1RedOne / 1redone.github.io

FoxDeploy's GitHub.io Page
https://1redone.github.io/
MIT License
6 stars 3 forks source link

Extracting and monitoring web content with PowerShell #39

Open utterances-bot opened 3 years ago

utterances-bot commented 3 years ago

Extracting and monitoring web content with PowerShell

FoxDeploy.com, Stephen Owen's technical blog about PowerShell, Systems Administration, GUI Design and Programming. .

https://www.foxdeploy.com/blog/extracting-and-monitoring-web-content-with-powershell.html

claudiutudose commented 3 years ago

Hey Stephen,

Great article!!! I found it useful and something similar with what I have in plan to do, and I would want to ask you as I don't have experience in this domain. Is there a way to create a code like the one you created above for PowerSheel that perform a css requirement?

For example, I want to hide a section from a specific website. The css code is "display: none;" for that section that has a specific class or id.

Thank you and I look forward to hearing from you!

1RedOne commented 3 years ago

Happy you liked the blog post! Can you help me understand the full requirement?

Do you control the web page? If you do, you should control what elements appear by altering the css on the site, or using JavaScript to determine when to hide or show an element.

If you don't...tell me what the script would do.
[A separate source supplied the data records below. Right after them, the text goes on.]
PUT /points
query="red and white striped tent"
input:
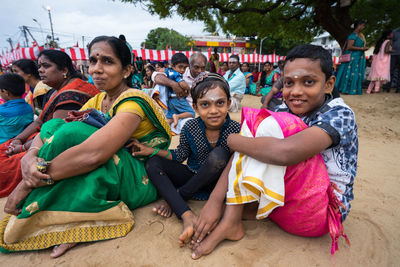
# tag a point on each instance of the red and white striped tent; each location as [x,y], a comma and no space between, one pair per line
[77,53]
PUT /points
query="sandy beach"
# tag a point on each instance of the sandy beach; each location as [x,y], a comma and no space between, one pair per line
[372,225]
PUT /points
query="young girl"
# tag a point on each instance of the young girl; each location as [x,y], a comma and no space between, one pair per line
[267,78]
[202,143]
[316,138]
[380,67]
claudiutudose commented 3 years ago

Hello Stephen,

I apologize for delay!

No, I don't have control over it. It can be any website on the internet. My idea is this! I want to customize sections of different websites like stylebot https://chrome.google.com/webstore/detail/stylebot/oiaejidbmkiecgbjeifoejpgmdaleoha?hl=ro or adblock plugins do for Chrome, and I want to create a code similar with the one you created in this article, so that whenever I startup the system(windows os), the code automatically start and do its job to make the css customization translated into that powershell code, without having to install the third party plugins like stylebot.

Thank you!

1RedOne commented 3 years ago

You could do this by newing up a webkit or ie object and then editing or manipulating the DOM (document object model, the parsed view of the webpage's html) but it would be a big ask and not really a good use for PowerShell.

It would be much better, IMHO, to do this as a web browser extension.
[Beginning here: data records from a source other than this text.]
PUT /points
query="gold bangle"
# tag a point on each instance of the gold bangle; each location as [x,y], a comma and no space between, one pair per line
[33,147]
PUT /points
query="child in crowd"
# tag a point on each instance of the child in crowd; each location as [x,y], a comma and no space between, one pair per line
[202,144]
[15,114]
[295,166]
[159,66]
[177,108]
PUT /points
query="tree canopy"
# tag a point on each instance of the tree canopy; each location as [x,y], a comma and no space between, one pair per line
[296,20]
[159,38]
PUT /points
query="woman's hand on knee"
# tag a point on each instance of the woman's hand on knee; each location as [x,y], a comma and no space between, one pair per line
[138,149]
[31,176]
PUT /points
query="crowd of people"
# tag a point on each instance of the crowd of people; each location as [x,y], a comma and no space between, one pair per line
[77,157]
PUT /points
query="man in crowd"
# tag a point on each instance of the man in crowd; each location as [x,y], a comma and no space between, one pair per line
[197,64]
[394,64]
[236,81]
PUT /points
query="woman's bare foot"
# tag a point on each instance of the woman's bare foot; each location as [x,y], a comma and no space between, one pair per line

claudiutudose commented 3 years ago

Ok Stephen, thank you for your help! If you know some references or tutorials using this method you described above to create such a code, that would be great! Thanks!

Coldmiser commented 2 years ago

With the introduction of PS7, the Invoke-WebRequest function no longer produces the ParsedHtml method (which is a shame because I have to parse a webpage exactly like you demonstrate).

Is there a way to redo with using PowerShell 7?

For example, I'm looking to see when the last modified date from https://www.virtualbox.org/ticket/20536 was.

rosamund commented 1 year ago

Hi Stephen, I read your post with interest and need your help with my work. I want to extract the data contained in "impressum" of my websites. For example the url "https://kathrein.at/impressum". I did a right click inspect and the data I want is contained in div class="content-text" i.e. company name, address, telephone and email.

I entered the following code but it doesn't work: Invoke-WebRequest -UseBasicParsing https://kathrein.at/impressum $rep.ParsedHtml.body.getElementsByClassName('content-text')| select -expand innertext

Can You help me correct This script and tell me for a list of urls how to get the same data in a loop.

Thank you